Fundraising and Strategizing
Speaking of money, you also have to get really comfortable asking for it. Virtually all politicians turn to fundraising to ensure they have the money to get their message across. Online Candidate explains that you can start by leveraging the collective financial powers of your close friends and family. You can use this money to create a kick-off campaign event, where members of your community can come see what you are about. You might, for example, host dinner at a local restaurant or plan a fashion show for people with disabilities.
It is not enough to have money and community support, you also have to have a strategy. First, determine your win number, which is the number of voters you need in your favor to reign victoriously. Next, file to run for office, which you can get more information about from your town clerk’s office or local board of elections. When you have a loose strategy in place, it’s time to get yourself organized and hit the streets.

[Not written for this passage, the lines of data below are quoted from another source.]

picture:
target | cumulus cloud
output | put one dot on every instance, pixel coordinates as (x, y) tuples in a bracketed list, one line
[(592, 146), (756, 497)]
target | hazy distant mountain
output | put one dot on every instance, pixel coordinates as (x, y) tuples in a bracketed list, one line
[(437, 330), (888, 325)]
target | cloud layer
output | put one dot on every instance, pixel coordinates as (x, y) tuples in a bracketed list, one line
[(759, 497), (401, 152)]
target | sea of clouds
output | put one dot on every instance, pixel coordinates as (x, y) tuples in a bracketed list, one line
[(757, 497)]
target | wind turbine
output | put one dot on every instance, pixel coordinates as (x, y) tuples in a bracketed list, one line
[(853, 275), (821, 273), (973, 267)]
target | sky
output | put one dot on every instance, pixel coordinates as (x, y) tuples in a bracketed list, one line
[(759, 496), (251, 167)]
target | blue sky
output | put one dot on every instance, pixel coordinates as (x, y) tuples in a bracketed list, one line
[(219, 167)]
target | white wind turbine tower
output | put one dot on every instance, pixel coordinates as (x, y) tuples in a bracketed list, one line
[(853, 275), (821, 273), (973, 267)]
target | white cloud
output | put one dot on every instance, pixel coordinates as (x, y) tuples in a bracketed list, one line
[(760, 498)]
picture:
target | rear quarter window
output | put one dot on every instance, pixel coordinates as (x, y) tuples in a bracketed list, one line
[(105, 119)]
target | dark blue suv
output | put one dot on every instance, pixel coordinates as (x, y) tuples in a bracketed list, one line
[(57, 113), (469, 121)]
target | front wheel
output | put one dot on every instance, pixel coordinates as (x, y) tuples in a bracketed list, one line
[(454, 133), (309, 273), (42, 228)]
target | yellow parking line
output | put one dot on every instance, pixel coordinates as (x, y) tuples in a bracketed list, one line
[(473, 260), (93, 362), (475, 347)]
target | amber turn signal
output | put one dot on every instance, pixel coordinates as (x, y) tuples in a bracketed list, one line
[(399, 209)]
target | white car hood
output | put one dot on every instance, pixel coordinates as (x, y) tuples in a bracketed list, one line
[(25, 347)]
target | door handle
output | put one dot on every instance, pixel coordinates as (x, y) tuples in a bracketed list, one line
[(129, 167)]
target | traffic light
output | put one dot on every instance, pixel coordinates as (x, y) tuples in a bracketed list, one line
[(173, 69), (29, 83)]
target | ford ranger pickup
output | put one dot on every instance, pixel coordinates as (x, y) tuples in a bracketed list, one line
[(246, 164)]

One of the most effective campaign strategies is to get out there and canvass neighborhoods. According to Self, you don’t necessarily have to be an extrovert, just a person with a passion. If you are in a wheelchair or cannot sustain walking for hours on end, contact your local authorities to see if you can get permission to pass out flyers and speak to patrons at your local park, especially if you have an all-inclusive green space.
More than anything, know that this is not going to be easy. Change rarely is. But, without people like you to speak up, change will never happen. If you want your community to be a better place for everyone, it is not enough to sit on the sidelines. You must take a stand for what you believe in and rally others to your cause.